34、名を残さない恐怖
代官所を離れてからしばらく、わたしたちは一度も後ろを振り返らなかった。
たぶん、振り返ったら最後、あそこに置いてきたものを、もう一度“確認”したくなってしまう気がしたから。
確認したところで、良い結果なんて、ひとつも転がってないのに。
街外れの暗がりまで来て、ようやく足を止める。
夜風が、容赦なく冷たい。
さっきまでの緊張が、今さら皮膚に戻ってきた感じ。
「……追手は?」
わたしが聞くと、統は小さく首を振った。
「ない。今は混乱の方が勝っている」
「そっか……」
少し間を置いてから、ぽろっと、余計な名前が口から出た。
「グソック……どうしてるかな」
言ってから、自分でちょっと驚く。心配してるわけじゃない。同情でもない。
ただ――
“あのあと”を想像してしまっただけ。
人間、想像力だけは無駄に豊かだから。
「彼は、今は何もできない」
統は相変わらず淡々としてる。
「恐怖は、命令より強い」
「あー……それ、分かる気がする」
怒られるより、理由の分からない沈黙の方が怖いやつ。
***
その頃、代官所の中では。
灯りが煌々と灯され、クアンサマ・オーダイン男爵の怒鳴り声、衛兵や使用人の足音が響きわたっていた。

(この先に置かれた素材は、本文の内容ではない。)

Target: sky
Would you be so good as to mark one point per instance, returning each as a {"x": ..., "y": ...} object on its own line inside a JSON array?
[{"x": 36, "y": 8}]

グソック・オーダインは、自分の部屋に引きこもっていた。
灯りを増やし、扉を何度も確かめ、背後を振り返る。
つぶやきの声さえひっくり返る。
「み、見られた……」
誰に、と聞かれても答えられない。
顔が浮かばない。声も、名も、残っていない。
あるのはただ――
“何かに遭遇した”という事実だけ。
それが、頭の奥で、反響し続ける。
やまびこみたいに。
逃げ場なし。
父に報告すべきだと理性は言う。でも同時に――もっと嫌な声が囁く。
証明できるのか?
誰が信じる?
そして……
それを口にした瞬間、意味をなさない怯えが事実になる。
グソックは、そこでようやく理解した。
自分が、何に守られていたのか。
兵じゃない。
地位でもない。
金でもない。
「何も起きていないこと」。
それが、最大の防壁だった。
その夜、代官所ではいくつかの書類が、“確認のため”に動かされた。
いくつかは、いつの間にか“保管場所不明”になった。
誰も、侵入者の名前を口にしなかった。
口にできなかった、の方が正しい。
***
――街外れ。
「……殺さなくて、よかったのかな」
わたしは、ぽつりと呟いた。
誰かに向けたというより、自分への確認。
「後悔しているか?」
統が聞く。
「……してない」
即答だった。
自分でも、ちょっと意外なくらい。
「なら、それが答えだ」
「もうちょっと何か言いようが」
「迷う理由がない」
相変わらず、ブレないなぁ。
腕の中で、遺品の重みを感じる。
これらと、フィーネのバッグ――自分のバッグだけど、気持ちの中では所有権は移っている――だけは自分の手で持っていたかった。
軽くはない。でも、不思議と邪魔でもない。
これは、放り出しちゃいけない重さだ。
「ねえ、統」
「なんだ」
「わたし……あの人たちみたいには、なりたくない」
統は、ほんの少しだけ考えた。
本当に、ほんの少し。
「ならば、すでに違う」
夜の向こうに、ログハウスの影が見えてくる。
帰る場所。
一息つく場所。
ぐちゃぐちゃになった頭を整理する場所。
オーミの街で終わったのは、“直接ぶつかった部分”だけだ。
本題はまだ終わってない。でも、それ以上はわたしたちがやるべき事じゃない気がする。あとはこの世界、この国の“生きる”人たちの問題。
わたしたちは、また歩き出す。
名前を残さない恐怖を、背中に置いたまま。
胸の奥で、“深い心臓”が、ゆっくり、でも確かに、生きてる音を刻んでいた。